Community + Summer Camp Grant
Femmes Du Feu
Circus program lifts youth and community in Welland

Circus arts check all the rings for Holly Benedetti.
For the aerial artist and founder of the Welland-based non-profit Femmes du Feu Creations, circus has pushed her body and creativity, and built community since she discovered it in 2001.
“I really like the physical challenge of circus. I like to work hard in my body and really challenge my body,” Benedetti says.
When Benedetti and her family moved from Toronto to Welland in 2019, they brought a vision of an arts hub where people could connect and youth programming rooted in circus.
Today, Femmes du Feu offers after-school classes and camps for youth aged five to 17, introducing participants to the five circus disciplines: aerial arts, juggling, acrobatics, games and clowning, and balance activities such as stilting.
Programs, run out of a former bank building downtown, focus on building physical literacy, creative self-expression, leadership skills and — most importantly — a sense of belonging.

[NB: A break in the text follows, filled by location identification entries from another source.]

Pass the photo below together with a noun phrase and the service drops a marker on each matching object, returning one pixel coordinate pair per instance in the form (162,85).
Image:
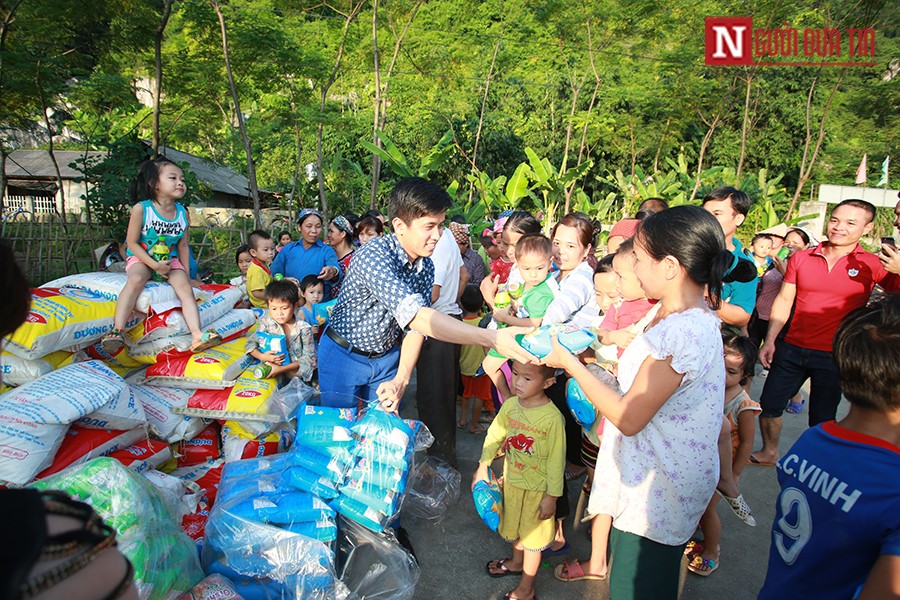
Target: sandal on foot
(499,565)
(703,566)
(548,552)
(209,339)
(113,341)
(740,507)
(795,407)
(571,570)
(693,548)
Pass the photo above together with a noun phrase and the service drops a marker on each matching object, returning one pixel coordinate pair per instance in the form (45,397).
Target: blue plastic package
(283,507)
(388,477)
(540,341)
(272,342)
(582,409)
(360,513)
(304,479)
(488,502)
(333,466)
(382,500)
(324,530)
(386,429)
(323,426)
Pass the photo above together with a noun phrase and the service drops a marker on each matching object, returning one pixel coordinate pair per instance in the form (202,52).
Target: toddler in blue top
(158,221)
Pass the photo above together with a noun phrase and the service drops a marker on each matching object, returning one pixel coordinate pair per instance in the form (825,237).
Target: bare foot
(763,459)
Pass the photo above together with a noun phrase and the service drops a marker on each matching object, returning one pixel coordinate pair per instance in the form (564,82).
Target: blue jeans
(343,374)
(791,367)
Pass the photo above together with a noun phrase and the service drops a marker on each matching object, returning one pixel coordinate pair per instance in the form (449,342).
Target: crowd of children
(669,381)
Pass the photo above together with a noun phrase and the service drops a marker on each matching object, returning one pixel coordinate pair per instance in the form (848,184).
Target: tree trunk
(4,29)
(157,91)
(807,167)
(487,88)
(61,208)
(248,149)
(744,127)
(354,10)
(376,160)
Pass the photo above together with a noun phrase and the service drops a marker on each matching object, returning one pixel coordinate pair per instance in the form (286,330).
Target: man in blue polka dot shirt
(386,293)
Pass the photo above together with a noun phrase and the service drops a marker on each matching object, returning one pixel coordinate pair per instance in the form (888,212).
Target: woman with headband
(309,255)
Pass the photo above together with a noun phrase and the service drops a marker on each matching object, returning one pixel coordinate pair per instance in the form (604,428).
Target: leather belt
(346,345)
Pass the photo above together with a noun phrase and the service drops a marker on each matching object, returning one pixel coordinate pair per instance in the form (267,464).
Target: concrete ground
(452,554)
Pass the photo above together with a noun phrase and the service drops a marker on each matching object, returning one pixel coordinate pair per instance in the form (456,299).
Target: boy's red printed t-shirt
(825,297)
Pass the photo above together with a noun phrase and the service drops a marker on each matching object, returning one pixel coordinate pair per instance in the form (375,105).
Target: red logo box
(728,40)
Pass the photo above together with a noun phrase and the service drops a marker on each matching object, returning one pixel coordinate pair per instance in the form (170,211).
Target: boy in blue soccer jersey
(837,527)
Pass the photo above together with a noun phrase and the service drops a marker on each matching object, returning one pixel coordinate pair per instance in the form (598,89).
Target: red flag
(861,171)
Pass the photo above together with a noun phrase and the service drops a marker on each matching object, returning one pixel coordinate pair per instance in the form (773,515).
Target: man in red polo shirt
(823,285)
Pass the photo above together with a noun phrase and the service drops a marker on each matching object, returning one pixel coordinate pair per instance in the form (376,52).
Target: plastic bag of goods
(432,488)
(110,285)
(249,399)
(158,403)
(164,558)
(238,443)
(63,319)
(488,501)
(171,323)
(540,341)
(233,325)
(203,447)
(19,371)
(374,565)
(268,560)
(207,477)
(213,587)
(34,417)
(144,455)
(81,445)
(384,441)
(217,367)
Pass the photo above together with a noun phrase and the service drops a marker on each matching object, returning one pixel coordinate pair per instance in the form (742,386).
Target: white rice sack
(110,285)
(123,413)
(62,319)
(229,326)
(171,323)
(34,417)
(19,371)
(158,403)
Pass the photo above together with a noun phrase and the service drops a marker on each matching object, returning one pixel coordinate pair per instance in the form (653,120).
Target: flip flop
(795,407)
(508,596)
(571,570)
(500,564)
(760,463)
(703,567)
(739,507)
(209,339)
(547,552)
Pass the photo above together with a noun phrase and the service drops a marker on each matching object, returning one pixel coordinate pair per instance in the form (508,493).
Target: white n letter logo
(735,44)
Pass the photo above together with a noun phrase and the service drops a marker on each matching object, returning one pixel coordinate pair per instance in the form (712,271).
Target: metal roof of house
(36,165)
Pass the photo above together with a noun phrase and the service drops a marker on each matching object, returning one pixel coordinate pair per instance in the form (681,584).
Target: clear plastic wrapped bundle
(149,532)
(270,539)
(432,488)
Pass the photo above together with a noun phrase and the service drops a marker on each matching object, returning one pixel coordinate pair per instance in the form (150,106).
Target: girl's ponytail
(721,263)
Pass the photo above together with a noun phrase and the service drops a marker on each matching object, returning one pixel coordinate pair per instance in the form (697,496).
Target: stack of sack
(212,459)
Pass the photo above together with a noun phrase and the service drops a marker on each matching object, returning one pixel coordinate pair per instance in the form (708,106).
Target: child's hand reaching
(621,337)
(163,267)
(272,358)
(547,507)
(481,474)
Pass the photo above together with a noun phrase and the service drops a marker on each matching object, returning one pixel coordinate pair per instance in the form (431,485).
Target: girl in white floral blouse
(658,464)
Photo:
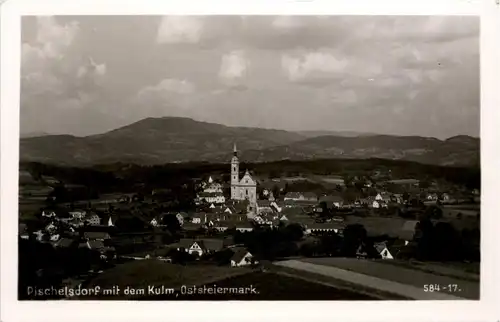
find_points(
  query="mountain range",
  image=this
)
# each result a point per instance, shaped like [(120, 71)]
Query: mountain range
[(175, 139)]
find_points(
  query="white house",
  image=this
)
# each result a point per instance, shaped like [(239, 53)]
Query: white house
[(212, 197), (77, 214), (241, 257), (200, 247), (93, 219), (383, 251), (54, 237), (49, 214), (50, 227)]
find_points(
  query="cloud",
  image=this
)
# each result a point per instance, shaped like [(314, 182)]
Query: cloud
[(91, 69), (52, 41), (180, 29), (312, 64), (234, 68), (168, 86), (287, 22)]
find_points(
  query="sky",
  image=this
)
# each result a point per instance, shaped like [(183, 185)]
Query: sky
[(402, 75)]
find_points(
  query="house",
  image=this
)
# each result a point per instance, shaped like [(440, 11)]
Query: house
[(397, 198), (244, 226), (384, 252), (318, 228), (50, 228), (332, 201), (54, 237), (64, 243), (96, 235), (23, 231), (200, 246), (362, 251), (95, 244), (49, 214), (445, 197), (275, 206), (154, 222), (264, 206), (408, 230), (39, 235), (77, 214), (283, 218), (301, 196), (384, 197), (241, 257), (212, 197), (432, 196), (93, 219), (212, 187)]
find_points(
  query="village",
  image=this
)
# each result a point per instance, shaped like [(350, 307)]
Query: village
[(249, 221)]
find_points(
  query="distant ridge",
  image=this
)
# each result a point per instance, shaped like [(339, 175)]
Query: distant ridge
[(178, 139)]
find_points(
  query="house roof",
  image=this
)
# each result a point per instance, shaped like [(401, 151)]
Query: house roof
[(64, 242), (212, 244), (326, 225), (380, 247), (263, 203), (310, 195), (239, 254), (404, 181), (410, 225), (22, 228), (293, 195), (210, 194), (331, 199), (96, 235), (95, 244)]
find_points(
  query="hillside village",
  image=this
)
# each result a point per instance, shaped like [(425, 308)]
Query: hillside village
[(251, 220)]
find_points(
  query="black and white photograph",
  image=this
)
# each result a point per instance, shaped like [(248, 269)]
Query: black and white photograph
[(283, 157)]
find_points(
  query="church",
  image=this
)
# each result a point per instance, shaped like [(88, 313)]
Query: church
[(244, 188)]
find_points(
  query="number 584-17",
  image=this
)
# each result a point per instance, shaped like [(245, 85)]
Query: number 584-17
[(431, 288)]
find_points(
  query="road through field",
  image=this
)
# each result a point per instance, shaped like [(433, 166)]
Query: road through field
[(367, 281)]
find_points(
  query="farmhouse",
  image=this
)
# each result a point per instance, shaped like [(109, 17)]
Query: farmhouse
[(318, 228), (241, 257), (200, 246), (92, 219), (332, 201), (384, 252)]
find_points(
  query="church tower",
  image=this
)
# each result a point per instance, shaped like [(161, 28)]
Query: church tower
[(235, 170)]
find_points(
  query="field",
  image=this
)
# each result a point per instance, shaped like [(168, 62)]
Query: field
[(468, 288), (466, 210)]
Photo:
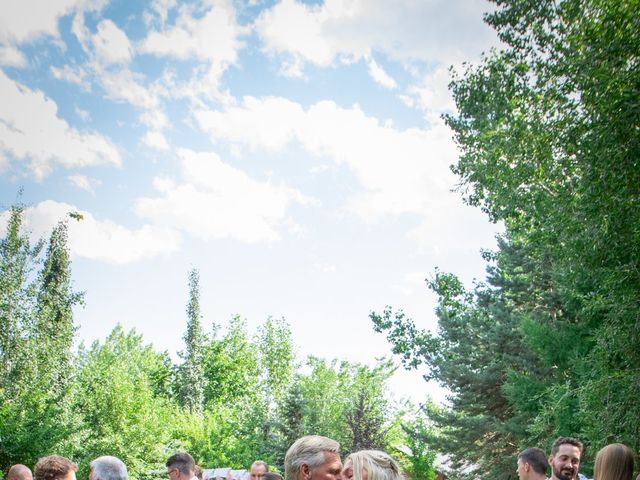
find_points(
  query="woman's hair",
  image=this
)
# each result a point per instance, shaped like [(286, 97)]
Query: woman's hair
[(378, 465), (614, 462)]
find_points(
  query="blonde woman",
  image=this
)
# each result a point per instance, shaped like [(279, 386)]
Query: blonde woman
[(371, 465), (614, 462)]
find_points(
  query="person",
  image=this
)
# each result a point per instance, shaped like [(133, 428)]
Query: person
[(181, 466), (565, 458), (532, 464), (258, 469), (19, 472), (313, 457), (371, 465), (108, 468), (272, 476), (614, 462), (55, 467)]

“That’s really important because there’s space for everybody and every body,” Benedetti says.
Support from Niagara Community Foundation has checked all the boxes in helping Femmes du Feu grow its programs.
A Summer Camp Grant worth $1,600 will allow the organization to expand to four weeks of camps this year while removing financial barriers for participants. A $9,100 Community Grant is also supporting a youth troupe that will perform at festivals and community events across the region.
This follows a Mini Grant and another Summer Camp Grant from NCF in 2024 to support Femmes du Feu’s mission.
“We want to have our neighbours with us and have a space that’s hyper-local and build community right where we are. NCF has been a big part of that,” Benedetti says. “We really appreciate that trust as a new organization and that support of our growth to become part of the larger community.”
The goal goes far beyond the spectacle of circus, however.
“Circus is very magical, very whimsical and it sometimes can feel very surreal and take us out of our regular life,” Benedetti says. “It brings us into this other realm of magic and dreams and hopefulness.”